Q205       Chair: Can I just conclude by asking your views about the way LEPs and the growth hubs within them operate and how effective they are? We have heard some evidence of quite a broad regional variation. It strikes me that the growth hub is a very service-based facility. It is like if you go into a restaurant and there is a great chef on and a great waiter or waitress you will get great service, but if that person is not around it will not be as good. The service you will get from your growth hub will be as effective as the adviser. How can we raise the bar and get all of them to be at the same high level as some of them?

Irene Graham: We would agree there are differences across localities and regions. One of the things we have sought to do is invest in an education programme for LEPs and growth hubs, bringing universities and business schools into that as well—Tim and some of his colleagues have participated—and giving them a set of tools and examples.

Q206       Chair: Should that be the role of Government? Should Government be mandating? The role of Government is to say to LEPs, “You come together, you work out your own geography, work out what is best for you, be very local”. Are you suggesting that there should be more of a national framework?
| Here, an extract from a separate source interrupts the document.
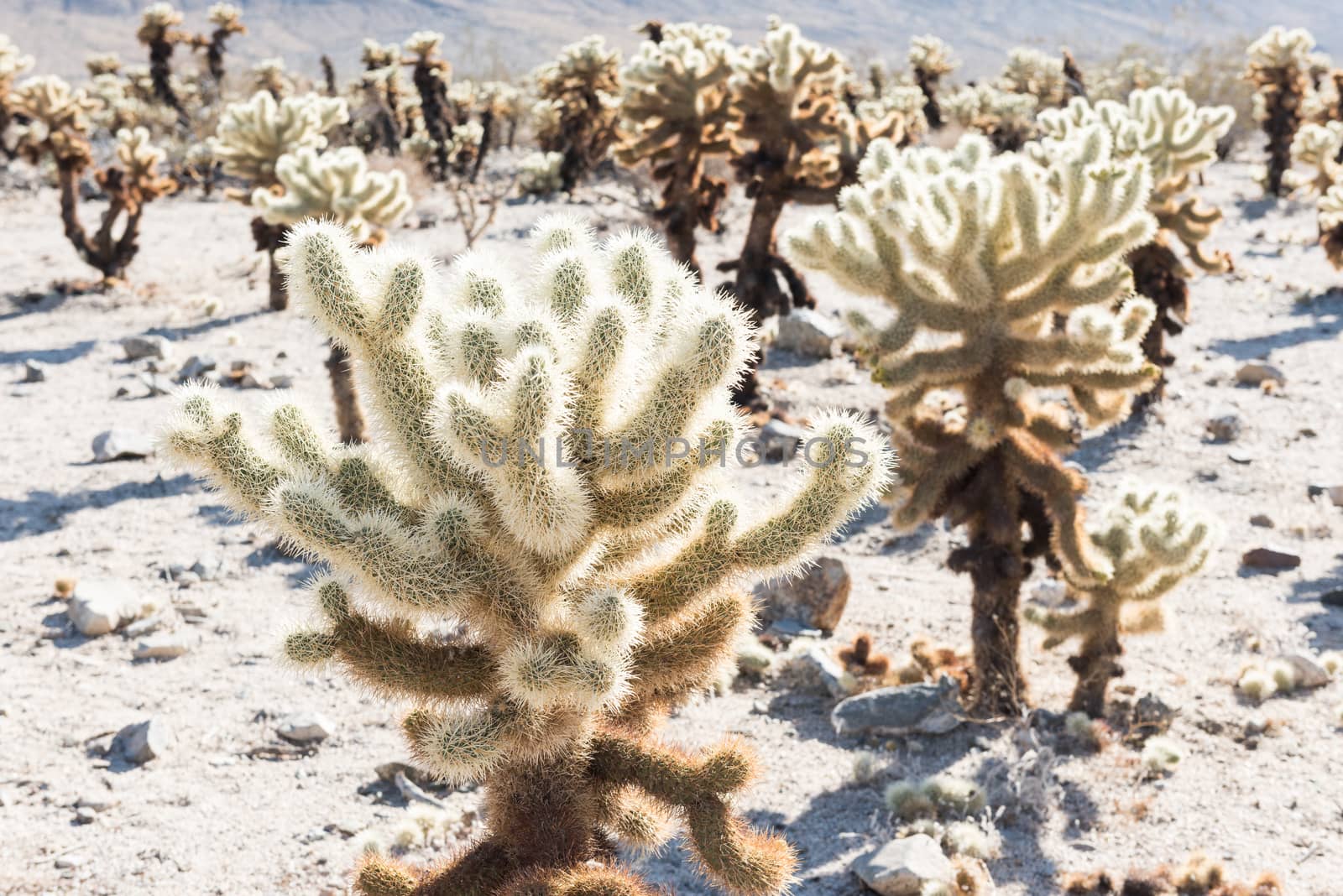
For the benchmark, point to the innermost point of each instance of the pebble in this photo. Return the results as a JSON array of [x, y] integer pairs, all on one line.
[[121, 445], [306, 727]]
Irene Graham: I think that is absolutely something that should evolve. We have created an education programme with help from the private and public sectors. The next stage is to create the right LEP and growth hub framework, and the current review looks at that. One thing that has moved into the direction is to look at how they create a scale-up environment within them as LEPs and growth hubs, but that really does need to have further mandating and frameworks, with measurement and KPIs around that. We think that will also help raise the opportunity alongside what has already been said by colleagues, building on what is there and the investment into those entities.

Chair: All right. Thank you all very much for a really interesting session. I am afraid we have to leap into the Tube and taxis and get back to Westminster, but thank you very much for making the facility available to us, Irene. Thank you very much for attending our evidence session.